Potential Based Diffusion Motion Planning

Potential Based Diffusion Motion Planning and Generalization. Our method encodes motion planning constraints to latent vectors and uses the potential functions to generate motion plans. We show that our method can directly generalize to cluttered heterogeneous environments via composing potentials, while the potential functions are only trained on simple homogeneous environments.

Abstract

Effective motion planning in high dimensional spaces is a long-standing open problem in robotics. One class of traditional motion planning algorithms corresponds to potential-based motion planning. An advantage of potential based motion planning is composability -- different motion constraints can be easily combined by adding corresponding potentials. However, constructing motion paths from potentials requires solving a global optimization across configuration space potential landscape, which is often prone to local minima. We propose a new approach towards learning potential based motion planning, where we train a neural network to capture and learn an easily optimizable potentials over motion planning trajectories. We illustrate the effectiveness of such approach, significantly outperforming both classical and recent learned motion planning approaches and avoiding issues with local minima. We further illustrate its inherent composability, enabling us to generalize to a multitude of different motion constraints.

Method

Learning Potentials for Motion Planning. Given a motion plan $q_{1:T}$ from start state $q_{\text{st}}$ to end state $q_{\text{e}}$ and a characterization of the configuration space $C$ ($\textit{i.e.}$ the set of obstacles in the environment), we propose to learn a trajectory-level potential function $U_\theta$ so that

\begin{equation} q_{1:T}^* = \text{arg\,min}_{q_{1:T}} U_\theta(q_{1:T}, q_{\text{st}}, q_{\text{e}}, C), \label{eqn:potential_traj} \end{equation}

where $q_{1:T}^*$ is a successful motion plan from $q_{\text{st}}$ to $q_{\text{e}}$. To learn the potential function above, we propose to learn an EBM across a dataset of solved motion planning $D = \{q_{\text{st}}^i, q_{\text{e}}^i, q_{1:T}^i, C^i \}$, where $e^{-E_\theta(q_{1:T}|q_{\text{st}}, q_{\text{e}}, C)} \propto p(q_{1:T}|q_{\text{st}}, q_{\text{e}}, C)$. Since the dataset $D$ is of solved motion planning problems, the learned energy function $E_\theta$ will have minimal energy at successful motion plans $q_{1:T}^*$ and thus satisfy our potential function $U_\theta$.

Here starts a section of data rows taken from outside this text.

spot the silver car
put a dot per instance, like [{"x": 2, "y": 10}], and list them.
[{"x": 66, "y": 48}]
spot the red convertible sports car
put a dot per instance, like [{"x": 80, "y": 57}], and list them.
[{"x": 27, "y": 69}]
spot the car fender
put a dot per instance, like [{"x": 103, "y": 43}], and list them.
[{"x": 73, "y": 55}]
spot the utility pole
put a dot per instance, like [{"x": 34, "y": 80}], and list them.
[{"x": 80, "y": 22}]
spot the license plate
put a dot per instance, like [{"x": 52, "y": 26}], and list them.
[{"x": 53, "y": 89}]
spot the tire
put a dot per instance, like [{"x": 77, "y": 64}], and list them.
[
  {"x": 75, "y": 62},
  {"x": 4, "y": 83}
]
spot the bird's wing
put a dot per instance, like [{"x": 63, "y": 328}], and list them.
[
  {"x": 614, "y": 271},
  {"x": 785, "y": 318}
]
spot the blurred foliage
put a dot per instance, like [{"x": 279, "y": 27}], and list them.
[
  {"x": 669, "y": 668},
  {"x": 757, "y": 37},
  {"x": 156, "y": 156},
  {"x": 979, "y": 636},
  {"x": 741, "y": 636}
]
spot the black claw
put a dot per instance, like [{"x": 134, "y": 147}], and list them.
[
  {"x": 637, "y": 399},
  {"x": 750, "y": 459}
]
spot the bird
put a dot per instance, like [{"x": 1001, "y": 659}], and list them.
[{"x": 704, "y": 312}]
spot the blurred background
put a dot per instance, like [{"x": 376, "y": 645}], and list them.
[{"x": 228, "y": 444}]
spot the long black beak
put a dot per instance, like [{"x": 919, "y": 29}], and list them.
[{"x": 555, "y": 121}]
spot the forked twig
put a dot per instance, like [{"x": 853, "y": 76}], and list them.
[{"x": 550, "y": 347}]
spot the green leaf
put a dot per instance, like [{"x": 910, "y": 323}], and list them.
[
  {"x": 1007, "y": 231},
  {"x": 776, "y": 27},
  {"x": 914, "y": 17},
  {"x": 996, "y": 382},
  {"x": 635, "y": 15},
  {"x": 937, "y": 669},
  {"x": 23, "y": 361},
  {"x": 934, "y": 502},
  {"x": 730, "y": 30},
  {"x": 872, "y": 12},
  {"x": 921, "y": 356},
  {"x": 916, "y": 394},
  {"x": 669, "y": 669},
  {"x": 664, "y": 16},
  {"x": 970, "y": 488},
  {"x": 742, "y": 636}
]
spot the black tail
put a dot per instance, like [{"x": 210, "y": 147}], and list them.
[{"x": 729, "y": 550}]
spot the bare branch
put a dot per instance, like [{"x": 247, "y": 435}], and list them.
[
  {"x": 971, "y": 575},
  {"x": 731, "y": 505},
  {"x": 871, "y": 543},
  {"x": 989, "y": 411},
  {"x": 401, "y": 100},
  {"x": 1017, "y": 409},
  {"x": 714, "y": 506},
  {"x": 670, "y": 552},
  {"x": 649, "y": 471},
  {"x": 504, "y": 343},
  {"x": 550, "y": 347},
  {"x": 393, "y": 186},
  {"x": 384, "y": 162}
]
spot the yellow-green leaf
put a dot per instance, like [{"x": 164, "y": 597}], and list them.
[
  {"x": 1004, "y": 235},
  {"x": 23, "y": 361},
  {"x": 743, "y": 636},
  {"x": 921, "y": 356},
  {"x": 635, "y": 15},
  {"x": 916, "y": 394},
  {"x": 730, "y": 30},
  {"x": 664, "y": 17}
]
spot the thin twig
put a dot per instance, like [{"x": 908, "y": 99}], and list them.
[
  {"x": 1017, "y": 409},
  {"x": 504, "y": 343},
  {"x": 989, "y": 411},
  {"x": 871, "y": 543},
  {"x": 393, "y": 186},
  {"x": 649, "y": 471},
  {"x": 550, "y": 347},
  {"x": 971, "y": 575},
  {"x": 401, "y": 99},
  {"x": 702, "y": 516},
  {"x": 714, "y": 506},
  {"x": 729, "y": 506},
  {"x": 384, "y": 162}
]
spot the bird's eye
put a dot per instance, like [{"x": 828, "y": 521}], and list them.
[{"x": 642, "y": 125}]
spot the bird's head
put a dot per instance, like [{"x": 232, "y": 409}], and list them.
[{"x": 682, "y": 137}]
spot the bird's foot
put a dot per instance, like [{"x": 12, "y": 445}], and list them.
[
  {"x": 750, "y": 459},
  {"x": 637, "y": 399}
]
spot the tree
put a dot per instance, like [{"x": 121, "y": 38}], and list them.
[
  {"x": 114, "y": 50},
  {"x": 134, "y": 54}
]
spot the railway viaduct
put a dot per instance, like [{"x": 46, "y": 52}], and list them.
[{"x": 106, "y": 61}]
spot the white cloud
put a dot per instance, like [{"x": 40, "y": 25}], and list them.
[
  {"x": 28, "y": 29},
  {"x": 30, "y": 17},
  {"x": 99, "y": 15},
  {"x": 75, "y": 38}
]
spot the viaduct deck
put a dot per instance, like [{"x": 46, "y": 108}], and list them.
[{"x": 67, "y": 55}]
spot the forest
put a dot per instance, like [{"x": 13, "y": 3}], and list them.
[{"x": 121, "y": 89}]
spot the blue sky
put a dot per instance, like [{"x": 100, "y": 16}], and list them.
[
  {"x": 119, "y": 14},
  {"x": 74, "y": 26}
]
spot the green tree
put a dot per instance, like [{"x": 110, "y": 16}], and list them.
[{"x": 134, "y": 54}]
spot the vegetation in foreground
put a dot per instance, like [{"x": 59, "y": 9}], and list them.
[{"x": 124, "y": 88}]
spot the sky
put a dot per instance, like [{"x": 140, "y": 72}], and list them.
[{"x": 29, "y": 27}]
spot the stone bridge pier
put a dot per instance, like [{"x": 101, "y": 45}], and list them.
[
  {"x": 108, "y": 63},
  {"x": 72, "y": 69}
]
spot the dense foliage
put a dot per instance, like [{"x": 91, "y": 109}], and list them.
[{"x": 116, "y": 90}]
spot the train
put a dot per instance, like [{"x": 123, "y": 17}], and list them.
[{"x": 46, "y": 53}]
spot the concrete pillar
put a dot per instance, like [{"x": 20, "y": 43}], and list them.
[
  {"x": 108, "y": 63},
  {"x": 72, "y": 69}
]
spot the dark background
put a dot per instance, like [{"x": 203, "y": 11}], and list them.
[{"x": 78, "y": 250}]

Learning EBM for Motion Plan Generation. To learn the EBM landscape that enables us to effectively optimize and generate motion plans $q_{1:T}^*$, we propose to shape the energy landscape using denoising diffusion training objective. Formally, to train our potential, we use the energy based diffusion training objective, where the gradient of energy function is trained to denoise noise-corrupted motion plans $q_{1:T}^i$ from dataset $D$,

\begin{equation} \mathcal{L}_{\text{MSE}}=\|\mathbf{\epsilon} - \nabla_{q_{1:T}} E_\theta(\sqrt{1-\beta_s} q_{1:T}^i + \sqrt{\beta_s} \mathbf{\epsilon}, s, q_{\text{st}}^i, q_{\text{e}}^i, C^i)\|^2 \label{eqn:train_obj} \end{equation}

where $\epsilon$ is sampled from Gaussian noise $\mathcal{N}(0, 1)$, $s \in\{1,2,...,S\}$ is the denoising diffusion step (we set $S = 100$), and $\beta_s$ is the corresponding Gaussian noise corruption on a motion planning path $q_{1:T}^i$. We refer to $E_\theta$ as the diffusion potential function.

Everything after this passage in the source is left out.